Marília murió embarazada de cuatro meses, el 7 de mayo, luego de ocho días internada, y dejó a Ana Rosa, una hija de 11 años que vive con su padre. La muerte de Marília, por haber permanecido en el hospital durante días y por ser el caso de una mujer embarazada conocida en la ciudad, que falleció esperando el traslado, provocó manifestaciones en el municipio. Thamara dice que al día siguiente la ciudad amaneció indignada y hubo caceroleos espontáneos. “La gente salió a la vereda con ollas gritando, pidiendo ayuda porque la ciudad estaba abandonada y la gente moría una tras otra”. En aquel inicio de la pandemia, la de Marília era la décima muerte contabilizada en la ciudad.
Exactamente diez días después moriría su prima, también embarazada. En Brasil, la mortalidad materna por covid-19 asusta. No hay datos nacionales consolidados, pero algunas investigaciones muestran que las mujeres embarazadas con síntomas de coronavirus tienen un mayor riesgo de desarrollar la enfermedad de manera grave. En un estudio publicado en la Revista Internacional de Ginecología y Obstetricia que analiza las cifras internacionales de muertes de mujeres embarazadas y posparto, Brasil aparece con 77% de estas muertes en el mundo en el período analizado, de febrero a junio de 2020.

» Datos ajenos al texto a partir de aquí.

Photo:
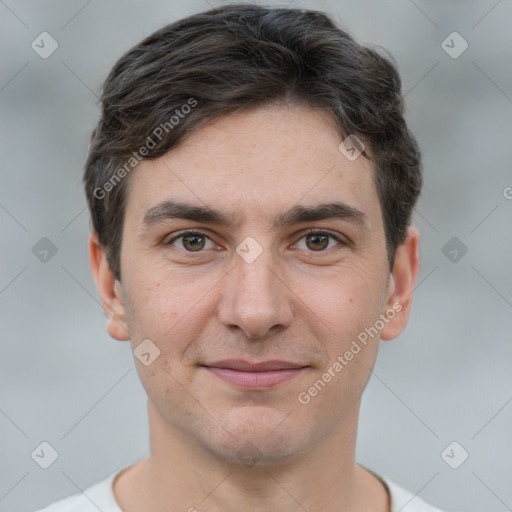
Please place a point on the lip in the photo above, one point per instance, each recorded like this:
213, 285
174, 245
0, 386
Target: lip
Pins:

Marília y su prima murieron en ese intervalo, pero no hay forma de saber si ambos casos fueron contabilizados, debido a la demora en las pruebas en São Sebastião da Boa Vista. Según Thamara, el municipio estaba abandonado, sin estructura y sin capacidad para enfrentar el virus. São Sebastião da Boa Vista tiene un índice de desarrollo humano bajo, entre los 500 más bajos del país, según el Atlas de Desarrollo Humano de Brasil.
La familia considera que la capacidad y la falta de estructura del sistema de salud fueron algunas de las causas de la muerte de Marília. Tenía 35 años y murió en el hospital de su ciudad mientras esperaba ser trasladada a Belém en un bote que había prometido el alcalde y que nunca llegó. “Siempre digo que lo que pasó fue negligencia”, dice Thamara. Durante la hospitalización el oxígeno escaseaba y era necesario compartirlo, faltaba personal y la compra de la medicación de cada paciente quedaba a cargo de las familias. “Compramos ivermectina, azitromicina, jarabes. Todo lo que dijeron que necesitaba”, recuerda.
A las corridas, las familias de los internos hicieron todo lo posible para conseguir los artículos básicos, como medicamentos y oxígeno, en el caso de Marília y Francilene. Pero, cuando no estaban en el hospital, necesitaban manejar el cuidado de los hijos de las pacientes que, con sus madres internadas, dependían de sus familiares. Y todavía dependen.
“El Estado fue cruel con muchas familias. Es algo que no puede pasar porque afectará a toda la estructura de la familia, de la que quedó”, dice Denise. Ella, como la abuela de María Vitória, el padre de Juan y Rodrigo y la tía de Ana Rosa, se preocupa por el desamparo que pesa sobre los niños que perdieron a sus seres queridos. Y se pregunta: ¿cómo van a hacer para vivir los próximos años?